Authenticating and Certifying Conversations

A carrier / telco knows both participants of a conversation were in Germany as the call was made over their network by devices physically connected to their network. Certifying the conversation was made in Germany places additional restrictions on how the data can be used to protect both parties. Personal data is constitutionally protected in Germany. This means individuals have the power to decide when and to what extent personal information is published.
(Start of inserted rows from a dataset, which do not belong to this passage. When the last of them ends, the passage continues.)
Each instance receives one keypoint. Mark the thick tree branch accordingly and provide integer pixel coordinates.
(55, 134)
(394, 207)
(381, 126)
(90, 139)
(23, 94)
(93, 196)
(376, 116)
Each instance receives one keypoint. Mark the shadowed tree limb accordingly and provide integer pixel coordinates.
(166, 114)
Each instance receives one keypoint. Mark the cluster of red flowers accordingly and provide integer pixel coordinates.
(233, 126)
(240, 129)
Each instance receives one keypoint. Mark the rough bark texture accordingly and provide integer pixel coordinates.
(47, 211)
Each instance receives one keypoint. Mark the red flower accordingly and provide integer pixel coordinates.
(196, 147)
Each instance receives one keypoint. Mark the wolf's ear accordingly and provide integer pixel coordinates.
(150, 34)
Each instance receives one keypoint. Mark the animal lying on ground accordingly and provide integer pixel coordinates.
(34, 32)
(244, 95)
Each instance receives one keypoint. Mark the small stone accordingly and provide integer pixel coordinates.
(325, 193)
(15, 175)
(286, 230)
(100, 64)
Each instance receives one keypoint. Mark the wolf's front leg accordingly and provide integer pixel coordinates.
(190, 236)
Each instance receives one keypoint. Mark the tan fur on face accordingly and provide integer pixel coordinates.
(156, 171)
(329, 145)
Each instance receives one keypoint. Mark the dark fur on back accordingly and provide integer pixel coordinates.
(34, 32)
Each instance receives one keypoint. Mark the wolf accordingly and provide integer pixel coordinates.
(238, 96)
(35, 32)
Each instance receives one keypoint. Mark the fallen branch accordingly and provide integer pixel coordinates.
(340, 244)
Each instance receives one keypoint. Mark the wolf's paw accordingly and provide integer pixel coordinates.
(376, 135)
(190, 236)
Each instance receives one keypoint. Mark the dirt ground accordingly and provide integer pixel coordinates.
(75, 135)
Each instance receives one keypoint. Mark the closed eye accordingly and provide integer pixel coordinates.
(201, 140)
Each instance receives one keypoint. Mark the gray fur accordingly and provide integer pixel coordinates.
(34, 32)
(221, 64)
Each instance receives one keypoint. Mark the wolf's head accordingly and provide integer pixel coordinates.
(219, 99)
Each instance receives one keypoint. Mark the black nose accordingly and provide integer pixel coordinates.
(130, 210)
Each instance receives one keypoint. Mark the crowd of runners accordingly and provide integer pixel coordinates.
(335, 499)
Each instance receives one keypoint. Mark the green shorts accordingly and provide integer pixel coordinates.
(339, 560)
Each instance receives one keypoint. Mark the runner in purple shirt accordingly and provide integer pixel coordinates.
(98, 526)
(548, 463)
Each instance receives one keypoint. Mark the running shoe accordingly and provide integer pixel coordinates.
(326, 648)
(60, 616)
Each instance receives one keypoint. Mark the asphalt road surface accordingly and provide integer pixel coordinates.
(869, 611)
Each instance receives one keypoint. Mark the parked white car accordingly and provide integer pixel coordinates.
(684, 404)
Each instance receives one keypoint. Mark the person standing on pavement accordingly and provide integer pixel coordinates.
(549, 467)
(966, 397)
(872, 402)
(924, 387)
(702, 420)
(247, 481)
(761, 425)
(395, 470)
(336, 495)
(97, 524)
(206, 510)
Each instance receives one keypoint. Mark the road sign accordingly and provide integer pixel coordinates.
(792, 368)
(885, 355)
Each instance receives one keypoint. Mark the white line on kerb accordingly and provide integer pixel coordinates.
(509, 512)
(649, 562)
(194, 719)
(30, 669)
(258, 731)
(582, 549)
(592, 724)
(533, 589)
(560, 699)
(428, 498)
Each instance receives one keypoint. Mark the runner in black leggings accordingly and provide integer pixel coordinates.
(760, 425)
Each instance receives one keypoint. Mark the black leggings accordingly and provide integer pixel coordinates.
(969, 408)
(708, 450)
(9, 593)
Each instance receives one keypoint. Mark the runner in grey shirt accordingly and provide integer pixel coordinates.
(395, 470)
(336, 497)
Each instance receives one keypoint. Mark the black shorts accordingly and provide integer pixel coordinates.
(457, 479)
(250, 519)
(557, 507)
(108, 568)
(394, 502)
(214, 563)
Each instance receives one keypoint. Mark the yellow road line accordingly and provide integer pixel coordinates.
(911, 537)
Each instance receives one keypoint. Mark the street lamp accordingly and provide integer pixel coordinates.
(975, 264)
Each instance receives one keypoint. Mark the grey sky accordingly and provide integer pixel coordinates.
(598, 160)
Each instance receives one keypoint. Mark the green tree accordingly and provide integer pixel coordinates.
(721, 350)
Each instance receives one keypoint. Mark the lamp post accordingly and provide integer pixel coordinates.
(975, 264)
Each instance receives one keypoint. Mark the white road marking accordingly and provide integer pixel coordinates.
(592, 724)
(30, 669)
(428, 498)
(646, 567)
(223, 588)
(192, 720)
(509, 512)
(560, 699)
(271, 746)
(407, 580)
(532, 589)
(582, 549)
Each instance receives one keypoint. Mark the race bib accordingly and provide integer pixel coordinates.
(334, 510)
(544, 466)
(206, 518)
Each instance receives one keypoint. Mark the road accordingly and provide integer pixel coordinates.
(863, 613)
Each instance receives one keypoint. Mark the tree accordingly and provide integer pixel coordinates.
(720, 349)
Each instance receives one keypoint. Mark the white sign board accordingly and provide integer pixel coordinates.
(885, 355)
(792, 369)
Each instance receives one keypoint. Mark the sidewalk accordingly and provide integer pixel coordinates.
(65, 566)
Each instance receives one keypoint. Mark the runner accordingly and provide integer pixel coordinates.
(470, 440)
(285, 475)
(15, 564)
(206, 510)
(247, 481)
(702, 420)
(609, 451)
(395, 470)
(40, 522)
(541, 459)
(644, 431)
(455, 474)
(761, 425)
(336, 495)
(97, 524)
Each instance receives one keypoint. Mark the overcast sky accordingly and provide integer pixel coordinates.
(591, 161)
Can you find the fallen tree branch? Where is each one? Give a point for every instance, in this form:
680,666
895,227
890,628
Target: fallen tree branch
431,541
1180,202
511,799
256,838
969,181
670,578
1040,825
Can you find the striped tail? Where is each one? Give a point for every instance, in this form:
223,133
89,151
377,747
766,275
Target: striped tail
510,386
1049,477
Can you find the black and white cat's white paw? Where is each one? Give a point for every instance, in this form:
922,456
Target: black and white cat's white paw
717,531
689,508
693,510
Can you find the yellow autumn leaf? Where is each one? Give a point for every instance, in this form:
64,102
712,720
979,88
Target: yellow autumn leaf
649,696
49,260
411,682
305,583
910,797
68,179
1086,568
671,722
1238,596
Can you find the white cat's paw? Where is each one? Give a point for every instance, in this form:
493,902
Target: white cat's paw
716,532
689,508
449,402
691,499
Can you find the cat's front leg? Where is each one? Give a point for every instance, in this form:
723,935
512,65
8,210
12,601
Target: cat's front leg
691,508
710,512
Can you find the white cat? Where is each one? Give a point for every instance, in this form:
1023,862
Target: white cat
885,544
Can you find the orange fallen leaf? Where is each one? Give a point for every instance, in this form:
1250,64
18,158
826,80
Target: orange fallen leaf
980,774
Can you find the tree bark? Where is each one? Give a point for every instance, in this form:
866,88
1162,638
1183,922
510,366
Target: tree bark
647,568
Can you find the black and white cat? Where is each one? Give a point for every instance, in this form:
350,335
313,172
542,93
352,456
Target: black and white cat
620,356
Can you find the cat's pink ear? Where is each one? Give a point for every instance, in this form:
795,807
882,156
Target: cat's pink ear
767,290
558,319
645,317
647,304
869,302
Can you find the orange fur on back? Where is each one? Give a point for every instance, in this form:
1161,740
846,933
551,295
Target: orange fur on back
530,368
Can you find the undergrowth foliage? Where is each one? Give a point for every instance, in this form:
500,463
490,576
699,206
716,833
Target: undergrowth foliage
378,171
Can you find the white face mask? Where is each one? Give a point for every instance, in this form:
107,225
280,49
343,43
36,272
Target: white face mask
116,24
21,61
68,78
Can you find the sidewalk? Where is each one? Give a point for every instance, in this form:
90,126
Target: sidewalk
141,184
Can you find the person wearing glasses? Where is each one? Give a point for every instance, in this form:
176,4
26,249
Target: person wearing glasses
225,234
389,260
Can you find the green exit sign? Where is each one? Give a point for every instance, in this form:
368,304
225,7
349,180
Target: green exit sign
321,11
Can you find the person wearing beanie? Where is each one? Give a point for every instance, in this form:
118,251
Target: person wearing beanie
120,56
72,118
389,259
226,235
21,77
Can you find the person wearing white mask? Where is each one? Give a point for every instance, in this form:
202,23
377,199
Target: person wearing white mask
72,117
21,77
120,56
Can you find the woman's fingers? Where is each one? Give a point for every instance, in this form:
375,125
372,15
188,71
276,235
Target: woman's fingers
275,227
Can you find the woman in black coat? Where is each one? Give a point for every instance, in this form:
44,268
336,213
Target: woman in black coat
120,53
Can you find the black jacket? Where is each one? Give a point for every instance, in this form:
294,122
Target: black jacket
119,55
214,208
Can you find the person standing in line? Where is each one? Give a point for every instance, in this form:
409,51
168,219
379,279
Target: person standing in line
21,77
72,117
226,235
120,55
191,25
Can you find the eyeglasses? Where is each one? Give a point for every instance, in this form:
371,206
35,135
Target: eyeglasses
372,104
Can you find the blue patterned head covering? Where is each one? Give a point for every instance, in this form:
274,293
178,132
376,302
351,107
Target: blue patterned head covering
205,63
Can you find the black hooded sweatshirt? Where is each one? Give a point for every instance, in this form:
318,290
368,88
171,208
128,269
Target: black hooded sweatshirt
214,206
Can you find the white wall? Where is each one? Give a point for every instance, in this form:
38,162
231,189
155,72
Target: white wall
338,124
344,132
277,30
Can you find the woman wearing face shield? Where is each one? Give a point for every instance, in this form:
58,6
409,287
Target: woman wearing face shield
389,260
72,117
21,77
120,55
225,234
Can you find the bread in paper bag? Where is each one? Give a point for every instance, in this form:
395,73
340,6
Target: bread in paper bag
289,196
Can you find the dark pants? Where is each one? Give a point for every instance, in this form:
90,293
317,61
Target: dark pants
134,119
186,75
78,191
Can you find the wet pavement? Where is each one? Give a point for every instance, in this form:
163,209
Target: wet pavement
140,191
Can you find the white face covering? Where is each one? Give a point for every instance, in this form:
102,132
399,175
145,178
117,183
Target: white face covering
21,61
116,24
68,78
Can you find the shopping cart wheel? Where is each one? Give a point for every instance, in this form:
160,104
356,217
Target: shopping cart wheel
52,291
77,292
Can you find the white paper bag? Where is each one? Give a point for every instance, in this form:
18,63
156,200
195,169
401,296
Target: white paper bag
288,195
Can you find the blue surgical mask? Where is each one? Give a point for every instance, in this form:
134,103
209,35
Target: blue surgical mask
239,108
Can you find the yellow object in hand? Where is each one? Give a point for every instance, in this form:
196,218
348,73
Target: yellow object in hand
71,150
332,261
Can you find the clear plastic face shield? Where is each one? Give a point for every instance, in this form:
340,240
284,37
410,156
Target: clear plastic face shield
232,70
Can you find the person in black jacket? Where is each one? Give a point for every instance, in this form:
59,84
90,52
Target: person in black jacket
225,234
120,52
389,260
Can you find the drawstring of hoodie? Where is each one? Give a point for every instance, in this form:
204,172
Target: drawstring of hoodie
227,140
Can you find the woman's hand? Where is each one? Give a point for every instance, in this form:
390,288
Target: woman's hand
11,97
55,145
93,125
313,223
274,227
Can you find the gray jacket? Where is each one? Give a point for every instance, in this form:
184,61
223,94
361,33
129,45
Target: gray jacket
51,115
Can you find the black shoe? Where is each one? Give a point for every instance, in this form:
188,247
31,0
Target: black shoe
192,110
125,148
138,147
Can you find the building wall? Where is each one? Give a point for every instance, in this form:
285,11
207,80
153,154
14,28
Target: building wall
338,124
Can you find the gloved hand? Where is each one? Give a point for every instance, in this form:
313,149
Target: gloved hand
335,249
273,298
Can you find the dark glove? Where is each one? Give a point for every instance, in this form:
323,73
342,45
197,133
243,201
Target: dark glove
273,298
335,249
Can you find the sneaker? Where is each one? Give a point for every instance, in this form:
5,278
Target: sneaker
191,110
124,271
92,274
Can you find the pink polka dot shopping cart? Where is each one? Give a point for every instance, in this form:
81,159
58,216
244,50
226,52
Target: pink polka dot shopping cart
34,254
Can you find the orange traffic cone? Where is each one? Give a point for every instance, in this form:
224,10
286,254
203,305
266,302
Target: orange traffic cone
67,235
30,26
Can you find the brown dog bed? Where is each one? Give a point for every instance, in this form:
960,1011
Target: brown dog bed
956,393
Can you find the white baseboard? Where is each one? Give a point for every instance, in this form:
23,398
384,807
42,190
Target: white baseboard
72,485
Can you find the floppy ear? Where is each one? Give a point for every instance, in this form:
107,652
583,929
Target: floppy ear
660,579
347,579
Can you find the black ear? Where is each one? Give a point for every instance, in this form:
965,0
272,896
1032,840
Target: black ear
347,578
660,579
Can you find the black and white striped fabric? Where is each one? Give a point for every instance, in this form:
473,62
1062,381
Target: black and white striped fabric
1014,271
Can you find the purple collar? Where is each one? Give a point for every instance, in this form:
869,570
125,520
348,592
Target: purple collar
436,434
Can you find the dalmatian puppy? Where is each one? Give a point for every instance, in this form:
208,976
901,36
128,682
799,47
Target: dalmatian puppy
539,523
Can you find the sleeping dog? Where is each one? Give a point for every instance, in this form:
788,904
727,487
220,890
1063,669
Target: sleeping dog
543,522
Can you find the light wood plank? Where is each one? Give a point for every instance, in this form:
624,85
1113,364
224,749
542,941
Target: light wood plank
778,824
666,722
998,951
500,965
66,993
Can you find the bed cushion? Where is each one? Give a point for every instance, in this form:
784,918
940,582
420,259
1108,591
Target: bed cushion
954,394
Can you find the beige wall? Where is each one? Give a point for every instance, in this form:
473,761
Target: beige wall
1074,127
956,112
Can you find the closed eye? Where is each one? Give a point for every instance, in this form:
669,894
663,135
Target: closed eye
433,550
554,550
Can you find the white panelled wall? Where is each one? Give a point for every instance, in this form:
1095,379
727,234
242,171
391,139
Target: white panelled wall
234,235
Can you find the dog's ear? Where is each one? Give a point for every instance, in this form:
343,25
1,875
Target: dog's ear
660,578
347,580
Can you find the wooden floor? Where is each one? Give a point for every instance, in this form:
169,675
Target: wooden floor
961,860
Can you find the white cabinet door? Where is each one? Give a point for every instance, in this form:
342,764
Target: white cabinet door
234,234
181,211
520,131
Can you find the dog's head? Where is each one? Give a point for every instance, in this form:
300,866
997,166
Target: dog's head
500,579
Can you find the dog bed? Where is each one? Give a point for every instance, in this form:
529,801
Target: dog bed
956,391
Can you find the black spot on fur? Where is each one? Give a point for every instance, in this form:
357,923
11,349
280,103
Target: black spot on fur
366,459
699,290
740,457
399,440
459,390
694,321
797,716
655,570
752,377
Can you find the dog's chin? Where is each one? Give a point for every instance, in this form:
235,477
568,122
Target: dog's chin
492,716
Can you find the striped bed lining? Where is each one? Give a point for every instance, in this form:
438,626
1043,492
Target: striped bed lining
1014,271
To comply with the Dodd-Frank act's call recording regulations, companies must keep all communication records made through the telephone, voicemail, email, and others, and these records must be uniformly time stamped. A carrier could provide this as a service, recording all conversations made by a business’s mobile phones, and sharing with the business as a vCon. The conversation could additionally be processed by the carrier or CPaaS/UCaas/CCaaS to confirm no PII was shared in this conversation, or certify no keywords specified by the business were found. A business would only want to pay once for that service and attach the certification to the vCon.

Phone numbers can be spoofed. But within a carrier’s network they have knowledge of the device’s identity, its location, its phone number, its SIM (Subscriber Identity Module) card identity, the owner’s account, how long they have had that number or device, etc. There is no other agency that can confirm the identities of the parties on a call with such confidence. A carrier could certify the identities on a vCon.